Secretary of State John Kerry is trying to work for this but he was contemptuously sent packing.
For Israel the war in Gaza won’t work, just as it didn’t in Lebanon in 1982 and as it didn’t for the US in Iraq, Afghanistan and Vietnam. One wonders how after weeks of bombing and so many Gazan dead there is still any war. Conventional power doesn’t work in guerrilla warfare; only political solutions work.
All deaths are tragedies, including those of the young, innocent Israeli soldiers who sacrificed all because were forced to go in, and Gaza’s Third World brown people, whose deaths have continued to skyrocket ever higher. I hope brown lives are considered just as valuable.
As the chickens of no peace have come home to roost, may Israel not treat Kerry any longer with contempt and may God grant that there be peace.
JAMES ADLER
Cambridge, Massachusetts
Sir, – Please stop with the cease-fires that are respected only by Israel. True peace will not come through negotiations with the Arabs – they always find loopholes and justifications for their actions. Real peace will come when the Arabs are too terrified to start up with the IDF.
A strong army and a strong government that is not afraid to show its muscle will bring quiet to the region.
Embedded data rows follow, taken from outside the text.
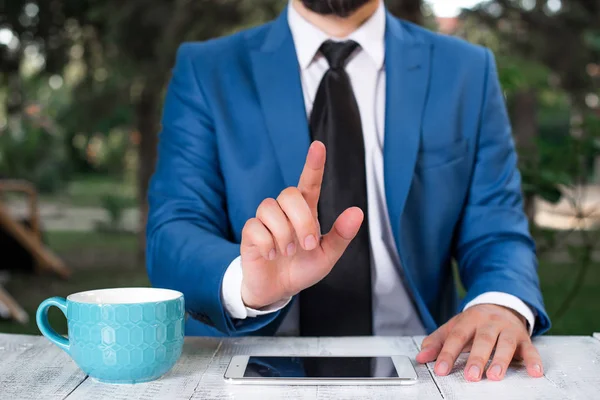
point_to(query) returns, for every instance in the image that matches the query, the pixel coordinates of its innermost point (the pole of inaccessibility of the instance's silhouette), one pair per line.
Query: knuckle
(501, 360)
(486, 337)
(459, 335)
(288, 193)
(476, 359)
(495, 318)
(508, 341)
(265, 207)
(249, 226)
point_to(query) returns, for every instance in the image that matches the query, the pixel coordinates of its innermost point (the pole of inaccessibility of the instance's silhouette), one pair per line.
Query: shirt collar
(308, 38)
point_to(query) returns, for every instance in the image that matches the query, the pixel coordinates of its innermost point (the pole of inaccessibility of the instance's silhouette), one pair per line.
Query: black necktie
(340, 304)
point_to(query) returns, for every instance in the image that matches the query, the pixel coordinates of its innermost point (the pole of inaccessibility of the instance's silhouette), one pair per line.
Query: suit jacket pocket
(442, 155)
We have already experienced the fruits of the Oslo Accords, which gave two Israeli leaders Nobel Peace Prizes. A great prime minister will shun that prize for a strong army that deters Israel’s enemies.
BETH BRIGHTERMAN
Syracuse, New York
Sir, – The US had the moral right to strike back at Japan in response to a cowardly, unprovoked attack on its property. But in Hiroshima and Nagasaki there were hundreds of thousands of innocent civilians. Was that proportional? England, in response to an attack not only on its own country, but in support of an ally, oversaw the flattening of cities such as Dresden, Leipzig and Berlin, with the concomitant loss of hundreds of thousands of civilian lives. Was that proportional? The hundreds of thousands of non-combatant civilians, including women and children, who have been and still are being killed in Syria, Somalia, Congo Iraq and elsewhere, have not occasioned the necessity of calling for UN meetings or war crimes inquiries. But Israel is the target of approbation when hundreds – not thousands or hundreds of thousands – of Palestinians are killed because they were blatantly used as human shields.
Alice in Wonderland is more easily understood than these attitudes.
COLIN G.B. FRANKEL
Netanya
Sir, – US pressure on Israel to “show restraint,” and Israel’s buckling to that pressure, is at least partially responsible for the current situation in Gaza.
The blood of our dead is on the hands of the American leaders who pressured Israel to risk its soldiers and civilians in order to minimize the casualties of our sworn enemies. Perhaps it’s also on the hands of our own leaders.
PHIL CHERNOFSKY
Jerusalem
Sir, – Cease fires come and go.
The solution that people are afraid to propose is the dreaded phrase “regime change.”
Get rid of Hamas. Recognize the radical Islamist threat and cut it off. Give the people of Gaza a chance to live under a government that cares for them more than it uses them.